Git Bash - string parameter with '/' at start is being expanded to a file path. How to stop this?

Question

Earlier today, I was trying to generate a certificate with a DNSName entry in the SubjectAltName extension:

$ openssl req -new -subj "/C=GB/CN=foo" -addext "subjectAltName = DNS:foo.co.uk" \
-addext "certificatePolicies = 1.2.3.4" -key ./private-key.pem -out ~/req.pem

This command led to the following error message:

name is expected to be in the format /type0=value0/type1=value1/type2=... where characters may be escaped by . This name is not in that format: 'C:/Program Files/Git/C=GB/CN=foo' problems making Certificate Request

How can I stop Git Bash from treating this string parameter as a filepath, or at least stop it from making this alteration?

Answer 1

The release notes to the Git Bash 2.21.0 update today mentioned this as a known issue.

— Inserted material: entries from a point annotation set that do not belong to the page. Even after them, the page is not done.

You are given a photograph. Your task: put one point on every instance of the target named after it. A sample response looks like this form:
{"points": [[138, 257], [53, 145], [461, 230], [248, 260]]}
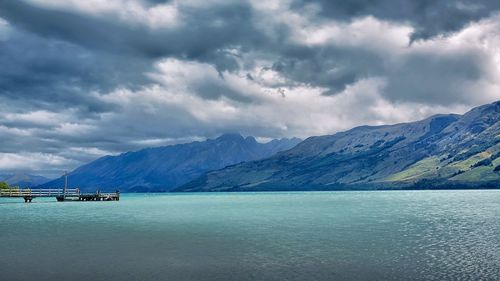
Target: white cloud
{"points": [[130, 11]]}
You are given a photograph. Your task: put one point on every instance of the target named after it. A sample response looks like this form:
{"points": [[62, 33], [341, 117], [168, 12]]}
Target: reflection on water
{"points": [[401, 235]]}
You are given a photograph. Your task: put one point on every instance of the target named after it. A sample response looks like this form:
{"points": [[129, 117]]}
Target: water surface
{"points": [[394, 235]]}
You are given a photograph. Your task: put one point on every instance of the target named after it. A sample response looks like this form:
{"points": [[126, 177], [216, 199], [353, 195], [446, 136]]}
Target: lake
{"points": [[372, 235]]}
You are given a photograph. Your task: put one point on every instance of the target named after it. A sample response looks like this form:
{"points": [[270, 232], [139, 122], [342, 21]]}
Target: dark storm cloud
{"points": [[63, 64], [429, 17]]}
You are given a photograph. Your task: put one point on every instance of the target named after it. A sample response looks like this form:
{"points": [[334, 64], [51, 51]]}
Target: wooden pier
{"points": [[61, 194]]}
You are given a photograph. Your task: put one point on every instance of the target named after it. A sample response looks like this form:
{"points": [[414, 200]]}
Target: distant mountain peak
{"points": [[443, 150], [166, 167], [230, 137]]}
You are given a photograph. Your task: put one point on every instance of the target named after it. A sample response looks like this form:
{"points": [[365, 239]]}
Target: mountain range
{"points": [[23, 180], [443, 151], [167, 167]]}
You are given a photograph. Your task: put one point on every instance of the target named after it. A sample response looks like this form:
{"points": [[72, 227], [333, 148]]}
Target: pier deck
{"points": [[61, 194]]}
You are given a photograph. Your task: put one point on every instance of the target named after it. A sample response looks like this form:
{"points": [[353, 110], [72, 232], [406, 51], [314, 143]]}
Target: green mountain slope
{"points": [[443, 150]]}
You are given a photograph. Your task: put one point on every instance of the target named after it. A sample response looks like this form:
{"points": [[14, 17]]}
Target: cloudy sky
{"points": [[81, 79]]}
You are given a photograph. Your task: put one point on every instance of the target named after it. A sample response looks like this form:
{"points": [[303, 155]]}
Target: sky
{"points": [[83, 79]]}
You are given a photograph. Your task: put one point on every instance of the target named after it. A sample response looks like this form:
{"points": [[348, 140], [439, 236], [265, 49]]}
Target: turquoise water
{"points": [[407, 235]]}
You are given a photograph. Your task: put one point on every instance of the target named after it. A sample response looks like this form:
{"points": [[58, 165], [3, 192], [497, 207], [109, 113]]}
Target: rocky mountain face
{"points": [[164, 168], [23, 180], [439, 152]]}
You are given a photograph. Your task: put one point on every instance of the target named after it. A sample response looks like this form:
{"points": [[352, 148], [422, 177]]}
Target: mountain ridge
{"points": [[166, 167], [23, 180], [445, 148]]}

Fortunately, they also described two solutions to the problem:

If you specify command-line options starting with a slash, POSIX-to-Windows path conversion will kick in converting e.g. "/usr/bin/bash.exe" to "C:\Program Files\Git\usr\bin\bash.exe". When that is not desired -- e.g. "--upload-pack=/opt/git/bin/git-upload-pack" or "-L/regex/" -- you need to set the environment variable MSYS_NO_PATHCONV temporarily, like so:

MSYS_NO_PATHCONV=1 git blame -L/pathconv/ msys2_path_conv.cc

Alternatively, you can double the first slash to avoid POSIX-to-Windows path conversion, e.g. "//usr/bin/bash.exe".

Answer 2

Using MSYS_NO_PATHCONV=1 can be problematic if your script accesses files.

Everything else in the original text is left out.